Affiche annonçant une vente le 18 juin 1892.
Archives familiales.
Plaque de cuivre placée à l’entrée du marché central des laines, impasse du Levant.
Photo Hervé Paul, archive familiale.

Les bombardements du 19 septembre 1914 ont non seulement provoqué l’incendie de la cathédrale de Reims, mais aussi la destruction des environs proches. Ainsi, dès le début de la guerre, le marché central des laines est réduit à néant. Mon arrière-grand-père a conservé les cartes postales représentant son entreprise détruite. Sur celle montrant l’entrée de l’impasse du Levant, au-dessus de l’affiche sur le pilier droit, on voit, l’emplacement de la plaque de cuivre qu’il a conservée, « MARCHE CENTRAL REIMS & ROUBAIX″.

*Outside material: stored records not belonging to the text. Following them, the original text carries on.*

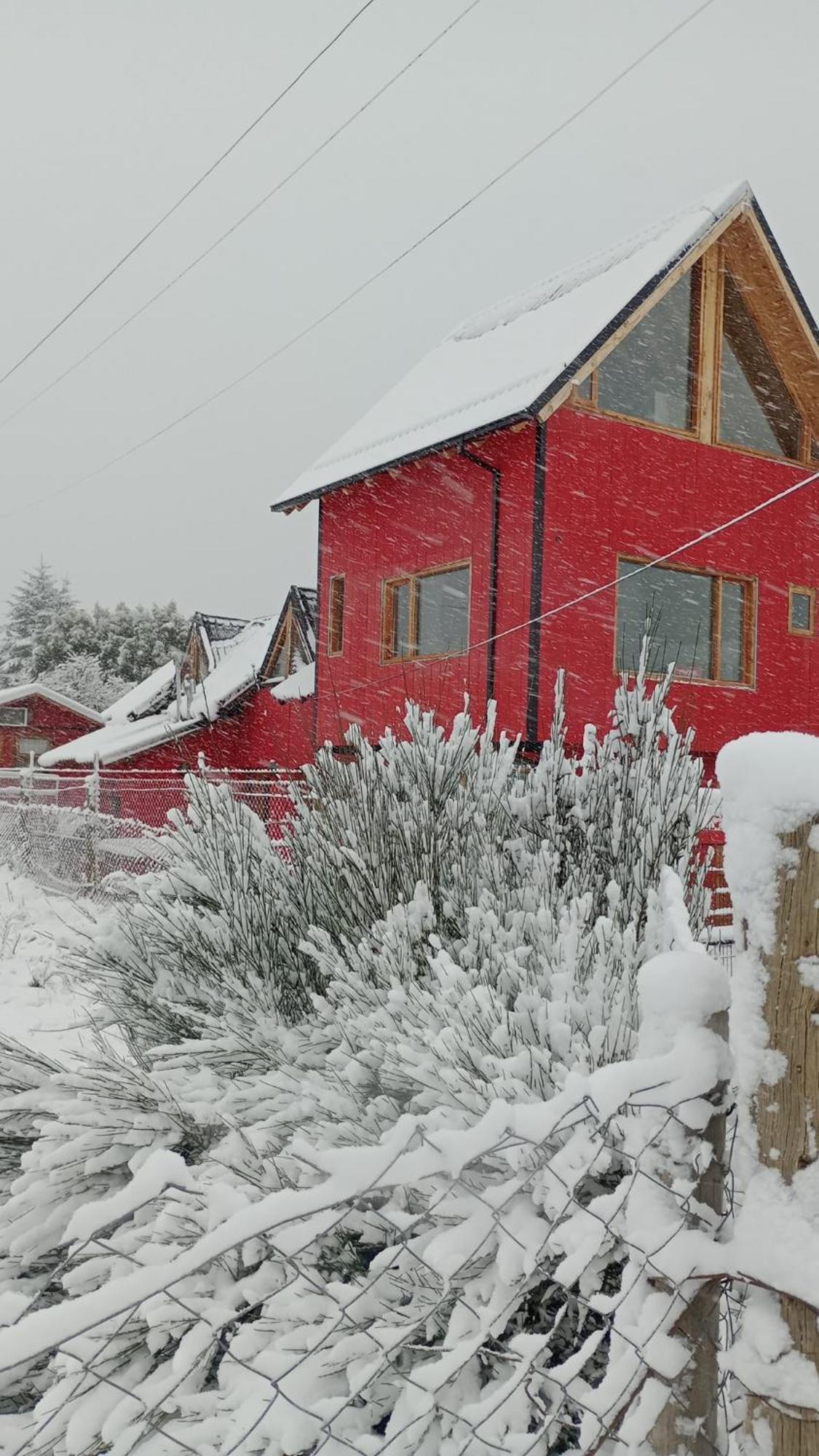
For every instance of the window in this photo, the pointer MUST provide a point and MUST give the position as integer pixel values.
(701, 622)
(426, 615)
(698, 362)
(28, 746)
(336, 617)
(650, 375)
(14, 717)
(755, 408)
(802, 611)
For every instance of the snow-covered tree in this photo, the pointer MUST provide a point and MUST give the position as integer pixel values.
(84, 679)
(442, 930)
(46, 628)
(133, 641)
(44, 625)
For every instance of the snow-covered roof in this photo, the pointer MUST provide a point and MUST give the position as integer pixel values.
(216, 634)
(507, 362)
(232, 676)
(302, 684)
(12, 695)
(154, 694)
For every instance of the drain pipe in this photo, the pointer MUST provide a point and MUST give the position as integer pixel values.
(491, 624)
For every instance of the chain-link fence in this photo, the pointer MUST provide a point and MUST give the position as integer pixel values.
(75, 832)
(525, 1285)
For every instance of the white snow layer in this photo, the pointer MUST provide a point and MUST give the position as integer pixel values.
(302, 684)
(141, 698)
(237, 670)
(505, 359)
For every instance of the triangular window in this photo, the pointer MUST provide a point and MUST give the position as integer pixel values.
(650, 375)
(756, 411)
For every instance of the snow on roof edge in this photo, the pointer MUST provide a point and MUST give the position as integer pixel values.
(11, 695)
(328, 472)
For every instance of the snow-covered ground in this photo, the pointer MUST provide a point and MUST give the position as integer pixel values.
(37, 1005)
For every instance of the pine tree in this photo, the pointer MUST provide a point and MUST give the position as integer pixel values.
(440, 933)
(44, 625)
(84, 679)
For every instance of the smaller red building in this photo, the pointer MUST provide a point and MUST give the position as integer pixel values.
(242, 698)
(36, 719)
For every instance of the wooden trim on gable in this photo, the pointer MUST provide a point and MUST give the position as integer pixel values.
(605, 344)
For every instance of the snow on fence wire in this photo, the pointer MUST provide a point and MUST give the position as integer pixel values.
(74, 831)
(545, 1279)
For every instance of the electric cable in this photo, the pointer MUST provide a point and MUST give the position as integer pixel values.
(186, 196)
(362, 288)
(245, 218)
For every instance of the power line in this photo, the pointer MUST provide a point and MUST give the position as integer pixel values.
(186, 196)
(245, 216)
(362, 288)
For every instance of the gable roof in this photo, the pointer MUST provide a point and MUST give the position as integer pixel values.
(148, 716)
(232, 678)
(515, 360)
(302, 605)
(216, 634)
(149, 697)
(12, 695)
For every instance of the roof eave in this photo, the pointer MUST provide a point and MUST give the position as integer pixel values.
(475, 433)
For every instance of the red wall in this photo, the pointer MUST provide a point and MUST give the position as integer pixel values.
(426, 515)
(47, 720)
(612, 487)
(609, 487)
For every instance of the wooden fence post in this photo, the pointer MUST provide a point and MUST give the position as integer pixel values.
(688, 1422)
(787, 1112)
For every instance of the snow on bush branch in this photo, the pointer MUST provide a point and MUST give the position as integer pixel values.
(445, 935)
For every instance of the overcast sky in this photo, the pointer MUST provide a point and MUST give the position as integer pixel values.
(110, 111)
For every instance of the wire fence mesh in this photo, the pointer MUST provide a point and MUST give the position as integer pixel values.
(493, 1289)
(75, 832)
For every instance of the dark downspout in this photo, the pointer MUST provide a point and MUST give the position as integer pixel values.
(535, 598)
(491, 621)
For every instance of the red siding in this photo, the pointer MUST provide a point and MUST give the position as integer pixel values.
(49, 721)
(612, 487)
(609, 487)
(426, 515)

Il écrit à un cousin possédant des titres de sa Société : « Une partie de la comptabilité a été détruite pendant l’incendie de nos magasins, le principal a été sauvé… Les affaires de la Société ayant été presque nulles depuis la guerre et menacées de l’être complètement par suite de la réquisition des cuirs & des laines par l’Intendance, nous ne dresserons le bilan qu’à la fin des hostilités et je crains que malheureusement il n’y ait pas grand-chose à toucher comme intérêts.

Du fait de la destruction de son entreprise rémoise, Charles Loilier installe ses bureaux à Paris dans le cinquième arrondissement, 34bis boulevard Saint-Marcel.

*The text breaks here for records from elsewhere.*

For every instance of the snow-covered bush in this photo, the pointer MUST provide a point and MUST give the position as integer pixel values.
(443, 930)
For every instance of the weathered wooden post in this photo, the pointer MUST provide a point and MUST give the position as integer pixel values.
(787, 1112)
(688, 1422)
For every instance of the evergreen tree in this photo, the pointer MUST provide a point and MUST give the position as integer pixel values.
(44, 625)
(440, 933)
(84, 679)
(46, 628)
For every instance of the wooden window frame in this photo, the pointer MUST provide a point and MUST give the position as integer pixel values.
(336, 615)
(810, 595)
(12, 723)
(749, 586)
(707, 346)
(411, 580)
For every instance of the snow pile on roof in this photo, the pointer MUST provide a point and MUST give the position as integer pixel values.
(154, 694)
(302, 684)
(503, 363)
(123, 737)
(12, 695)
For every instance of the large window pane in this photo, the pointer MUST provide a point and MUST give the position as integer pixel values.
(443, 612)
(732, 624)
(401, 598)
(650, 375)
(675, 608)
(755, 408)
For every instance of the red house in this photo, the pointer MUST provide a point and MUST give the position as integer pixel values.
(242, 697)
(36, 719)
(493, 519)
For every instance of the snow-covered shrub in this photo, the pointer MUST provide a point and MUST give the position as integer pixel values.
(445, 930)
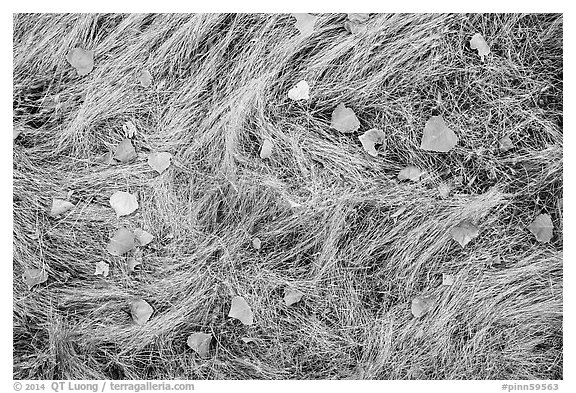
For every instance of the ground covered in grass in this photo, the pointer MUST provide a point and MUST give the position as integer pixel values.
(334, 222)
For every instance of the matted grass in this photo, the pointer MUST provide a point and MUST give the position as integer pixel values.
(219, 88)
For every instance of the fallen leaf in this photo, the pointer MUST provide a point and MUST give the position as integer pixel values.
(371, 138)
(299, 92)
(542, 228)
(241, 311)
(159, 161)
(142, 237)
(422, 304)
(344, 120)
(145, 78)
(34, 277)
(464, 232)
(132, 263)
(200, 343)
(447, 279)
(121, 242)
(292, 296)
(266, 149)
(506, 143)
(141, 311)
(478, 42)
(123, 203)
(304, 24)
(82, 60)
(437, 136)
(102, 269)
(60, 206)
(125, 152)
(410, 173)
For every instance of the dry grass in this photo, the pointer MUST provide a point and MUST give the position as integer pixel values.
(220, 84)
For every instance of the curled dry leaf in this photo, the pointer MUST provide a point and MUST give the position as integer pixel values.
(240, 310)
(145, 78)
(141, 311)
(411, 172)
(123, 203)
(200, 343)
(344, 120)
(125, 152)
(292, 296)
(299, 92)
(82, 60)
(142, 237)
(422, 304)
(159, 161)
(34, 277)
(464, 232)
(304, 24)
(437, 136)
(371, 138)
(60, 206)
(102, 269)
(266, 149)
(542, 228)
(478, 42)
(121, 242)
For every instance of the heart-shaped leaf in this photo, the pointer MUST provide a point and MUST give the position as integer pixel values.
(240, 310)
(299, 92)
(542, 228)
(159, 161)
(437, 136)
(200, 343)
(411, 172)
(304, 24)
(142, 237)
(371, 138)
(34, 277)
(145, 78)
(464, 232)
(478, 42)
(422, 304)
(125, 152)
(82, 60)
(121, 242)
(292, 296)
(344, 120)
(266, 149)
(102, 269)
(60, 206)
(123, 203)
(141, 311)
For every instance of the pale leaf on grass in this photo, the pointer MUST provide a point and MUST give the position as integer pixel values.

Le ministère de la Guerre le charge de réquisitionner laines et cuirs principalement dans l’ouest de la France au profit de l’armée. Pour se rendre à Reims et autres villes à proximité du front, Charles doit faire une demande à chaque fois par lettre au général commandant la 5e Armée à l’adresse « En campagne″, de bien vouloir lui renouveler l’autorisation de se rendre  « à Fismes, Jonchery, Gueux, Thillois,Pargny et Reims, aller et retour en chemin de fer et en voiture attelée pour les besoins du service de la réquisition dont je suis chargé par l’Intendance… Inclus ma précédente autorisation.″ 

À son retour à Reims après la guerre, le marché aux laines s’installe rue de l’abreuvoir. L’ancien quartier de l’impasse du Levant devient progressivement une zone résidentielle. Charles Loilier poursuit sa mission jusqu’en 1930, âgé de près de 78 ans.